Insiden tragis ini terjadi Jumat dini hari, 6 Juni 2025, sekitar pukul 03.00 WIB. Korban, Depal Saputra, tewas setelah ditikam oleh Yulhardi (31), seorang buruh harian lepas.

Kejadian bermula saat Yulhardi dan tiga rekannya, termasuk Depal Saputra, Ilham, dan Rama, sedang mengonsumsi lem aibon. Percakapan di antara mereka memicu kesalahpahaman.
Depal Saputra merasa tersinggung, meskipun tidak ada kata-kata yang secara langsung ditujukan kepadanya.
Amarah Depal meledak. Ia memukuli Yulhardi hingga terjatuh. Dalam keadaan terdesak, Yulhardi, yang membawa pisau di pinggangnya, menusuk perut kiri Depal.
Depal berusaha melarikan diri, namun terjatuh di depan Toko Putra Tanah Air. Yulhardi bahkan kembali menyerang Depal saat korban masih berusaha bergerak.

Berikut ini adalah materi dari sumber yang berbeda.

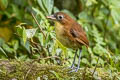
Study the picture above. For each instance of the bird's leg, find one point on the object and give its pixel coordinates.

Ilham kemudian menjemput ibu korban. Depal dilarikan ke Rumah Sakit Tentara (RST) Solok, namun sayang nyawanya tak tertolong.
Ia meninggal dunia sekitar 20 menit setelah tiba di rumah sakit, meskipun sempat mendapat pertolongan medis.
Petugas Sat Reskrim Polres Solok Kota yang mendapat laporan langsung menuju lokasi kejadian. Yulhardi berhasil ditangkap di RST Solok dan kini ditahan di Polres Solok Kota.
Ia dijerat dengan Pasal 338 KUHP tentang pembunuhan, dan/atau Pasal 351 ayat (3) KUHP tentang penganiayaan yang mengakibatkan kematian. Polres Solok Kota masih terus melakukan penyelidikan untuk mengungkap seluruh fakta kasus ini.